Removing FP versions in three npm reports

[mgdcvetko]

We previously reported these three npm packages and their multiple versions as malicious:

• pap-sdk: MAL-2024-11062
• rollup-plugin-hotreload: MAL-2024-11081
• soybean-admin-tab: MAL-2024-11098

When doing our own research it was concluded that not all reported versions are actually malicious. We would like to update the status on the OSSF repo in accordance with the false positive guide, constitute with removing the non-malicious versions . However, the packages in question were removed from npm registry, and it seems it was either hijacked or a malicious actor got hold of it and published a few malicious versions. We'd like to make sure we're on the same page with keeping only the strictly malicious versions in the OSSF advisory, as opposed to leaving them all in. In this instance we are also not the only reporters, so we may not be able to remove anything at all since it would contradict the GHSA advisory?

Can you please advise us how to proceed?

[rhalar]

@calebbrown We're preparing a new push to the bucket, and this is blocking us a wee bit.

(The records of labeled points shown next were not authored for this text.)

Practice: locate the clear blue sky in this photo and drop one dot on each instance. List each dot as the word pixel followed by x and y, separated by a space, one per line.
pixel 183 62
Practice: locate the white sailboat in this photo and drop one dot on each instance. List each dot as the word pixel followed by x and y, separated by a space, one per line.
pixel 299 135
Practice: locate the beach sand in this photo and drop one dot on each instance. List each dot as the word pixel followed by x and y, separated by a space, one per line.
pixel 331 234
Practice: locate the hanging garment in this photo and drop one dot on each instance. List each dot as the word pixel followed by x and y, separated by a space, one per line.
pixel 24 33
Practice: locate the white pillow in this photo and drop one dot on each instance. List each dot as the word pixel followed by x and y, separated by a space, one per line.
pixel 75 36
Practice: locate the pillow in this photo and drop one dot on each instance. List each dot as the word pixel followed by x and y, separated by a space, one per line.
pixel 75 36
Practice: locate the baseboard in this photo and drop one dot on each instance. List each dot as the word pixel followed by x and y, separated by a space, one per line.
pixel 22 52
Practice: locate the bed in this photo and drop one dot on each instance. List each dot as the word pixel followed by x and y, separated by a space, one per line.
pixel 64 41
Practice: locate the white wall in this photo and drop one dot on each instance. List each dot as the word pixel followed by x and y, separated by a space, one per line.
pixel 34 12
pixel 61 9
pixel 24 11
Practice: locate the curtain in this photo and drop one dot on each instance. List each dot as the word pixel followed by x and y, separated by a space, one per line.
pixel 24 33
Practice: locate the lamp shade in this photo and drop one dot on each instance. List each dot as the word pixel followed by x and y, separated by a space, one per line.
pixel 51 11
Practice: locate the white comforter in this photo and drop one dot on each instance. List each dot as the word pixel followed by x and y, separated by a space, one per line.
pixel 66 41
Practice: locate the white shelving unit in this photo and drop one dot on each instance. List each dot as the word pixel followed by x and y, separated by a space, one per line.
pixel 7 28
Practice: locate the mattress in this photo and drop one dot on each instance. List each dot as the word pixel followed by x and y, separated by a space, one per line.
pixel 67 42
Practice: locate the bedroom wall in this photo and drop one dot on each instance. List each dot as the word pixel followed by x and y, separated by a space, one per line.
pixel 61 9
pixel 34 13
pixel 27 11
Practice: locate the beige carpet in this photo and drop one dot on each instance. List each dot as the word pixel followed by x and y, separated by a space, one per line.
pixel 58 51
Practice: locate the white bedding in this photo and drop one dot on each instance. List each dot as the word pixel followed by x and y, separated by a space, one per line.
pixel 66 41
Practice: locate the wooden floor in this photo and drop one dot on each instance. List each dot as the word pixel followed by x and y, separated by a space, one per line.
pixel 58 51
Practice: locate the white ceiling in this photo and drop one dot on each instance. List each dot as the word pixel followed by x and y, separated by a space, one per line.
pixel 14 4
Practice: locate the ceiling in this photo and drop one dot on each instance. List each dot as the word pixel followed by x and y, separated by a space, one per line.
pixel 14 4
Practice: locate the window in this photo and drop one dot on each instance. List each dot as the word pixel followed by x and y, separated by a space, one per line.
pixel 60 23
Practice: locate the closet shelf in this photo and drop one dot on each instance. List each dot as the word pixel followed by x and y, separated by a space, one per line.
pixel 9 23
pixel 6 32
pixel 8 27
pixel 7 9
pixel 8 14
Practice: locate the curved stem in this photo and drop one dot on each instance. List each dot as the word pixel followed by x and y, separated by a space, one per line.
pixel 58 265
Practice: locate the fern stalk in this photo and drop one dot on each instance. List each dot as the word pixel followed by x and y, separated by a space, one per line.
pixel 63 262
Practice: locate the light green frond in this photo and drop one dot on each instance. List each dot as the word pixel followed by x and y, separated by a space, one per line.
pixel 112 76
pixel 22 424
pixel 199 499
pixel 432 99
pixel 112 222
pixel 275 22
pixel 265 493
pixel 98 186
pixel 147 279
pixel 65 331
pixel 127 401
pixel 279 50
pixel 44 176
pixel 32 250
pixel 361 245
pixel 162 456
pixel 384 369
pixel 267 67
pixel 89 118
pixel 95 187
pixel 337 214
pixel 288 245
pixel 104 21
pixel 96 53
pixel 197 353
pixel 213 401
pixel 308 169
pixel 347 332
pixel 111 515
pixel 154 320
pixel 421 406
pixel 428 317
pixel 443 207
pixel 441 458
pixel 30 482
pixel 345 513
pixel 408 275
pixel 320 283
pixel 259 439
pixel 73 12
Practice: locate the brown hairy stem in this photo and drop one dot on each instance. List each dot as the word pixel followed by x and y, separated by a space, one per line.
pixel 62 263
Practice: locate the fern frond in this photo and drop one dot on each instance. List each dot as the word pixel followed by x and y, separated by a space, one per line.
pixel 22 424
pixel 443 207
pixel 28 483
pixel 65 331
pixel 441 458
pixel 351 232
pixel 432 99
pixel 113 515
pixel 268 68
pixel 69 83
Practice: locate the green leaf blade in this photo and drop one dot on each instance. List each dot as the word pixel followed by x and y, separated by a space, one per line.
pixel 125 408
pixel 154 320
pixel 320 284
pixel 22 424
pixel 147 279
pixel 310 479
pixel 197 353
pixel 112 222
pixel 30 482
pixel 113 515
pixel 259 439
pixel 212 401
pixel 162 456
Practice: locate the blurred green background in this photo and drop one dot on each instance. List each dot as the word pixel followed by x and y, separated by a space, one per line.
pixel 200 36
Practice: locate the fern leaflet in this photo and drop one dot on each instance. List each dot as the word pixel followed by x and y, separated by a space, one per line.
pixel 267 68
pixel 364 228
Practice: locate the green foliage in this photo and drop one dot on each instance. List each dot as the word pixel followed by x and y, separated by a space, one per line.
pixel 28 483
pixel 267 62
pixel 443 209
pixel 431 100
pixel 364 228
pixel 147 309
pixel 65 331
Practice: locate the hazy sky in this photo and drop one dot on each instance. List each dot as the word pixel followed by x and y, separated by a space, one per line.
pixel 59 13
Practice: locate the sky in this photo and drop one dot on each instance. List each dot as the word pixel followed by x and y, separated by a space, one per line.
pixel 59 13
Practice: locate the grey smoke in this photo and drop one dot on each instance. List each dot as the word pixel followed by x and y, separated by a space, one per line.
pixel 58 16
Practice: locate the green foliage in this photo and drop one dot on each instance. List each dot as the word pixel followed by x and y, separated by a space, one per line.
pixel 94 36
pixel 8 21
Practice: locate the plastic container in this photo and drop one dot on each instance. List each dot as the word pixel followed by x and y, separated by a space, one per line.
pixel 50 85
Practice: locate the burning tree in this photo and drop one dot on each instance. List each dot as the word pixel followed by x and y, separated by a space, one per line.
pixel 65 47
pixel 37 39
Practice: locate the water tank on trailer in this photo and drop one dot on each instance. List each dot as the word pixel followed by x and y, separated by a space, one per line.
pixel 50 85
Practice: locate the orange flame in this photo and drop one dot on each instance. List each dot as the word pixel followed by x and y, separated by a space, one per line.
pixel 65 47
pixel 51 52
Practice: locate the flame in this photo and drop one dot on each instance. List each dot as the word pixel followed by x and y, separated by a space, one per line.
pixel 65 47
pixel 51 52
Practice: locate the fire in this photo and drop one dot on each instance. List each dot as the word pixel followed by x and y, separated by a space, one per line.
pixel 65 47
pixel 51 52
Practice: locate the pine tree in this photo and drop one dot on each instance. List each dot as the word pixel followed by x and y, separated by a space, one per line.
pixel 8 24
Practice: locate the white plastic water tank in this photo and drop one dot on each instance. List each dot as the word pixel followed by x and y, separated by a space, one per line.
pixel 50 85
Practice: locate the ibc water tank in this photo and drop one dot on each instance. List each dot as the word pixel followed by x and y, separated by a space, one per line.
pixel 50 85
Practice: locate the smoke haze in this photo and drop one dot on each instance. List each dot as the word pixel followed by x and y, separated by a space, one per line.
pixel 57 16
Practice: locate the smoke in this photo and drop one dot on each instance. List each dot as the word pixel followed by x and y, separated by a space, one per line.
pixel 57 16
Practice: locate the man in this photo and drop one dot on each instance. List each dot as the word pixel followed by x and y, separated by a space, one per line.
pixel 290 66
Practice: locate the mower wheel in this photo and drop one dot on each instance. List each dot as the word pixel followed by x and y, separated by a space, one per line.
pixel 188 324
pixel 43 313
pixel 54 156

We'd like to withdraw these on our end, which shouldn't be too much of a problem, but we'd like to keep the history clean, and I was wondering if there could be a withdrawn field added to malicious-packages-origins?

[calebbrown]

There are two ways we could track this:

1. Add a "withdrawn_versions" field to the report. Arguably this could be added to the "affected" package database_specific section. Something like this is a new addition and would need to have at least some documentation.
2. Just depend on git to track the history.

The former is more transparent, observable, and useful.

I am happy if you propose an edit to docs/schema_additions.md to add this.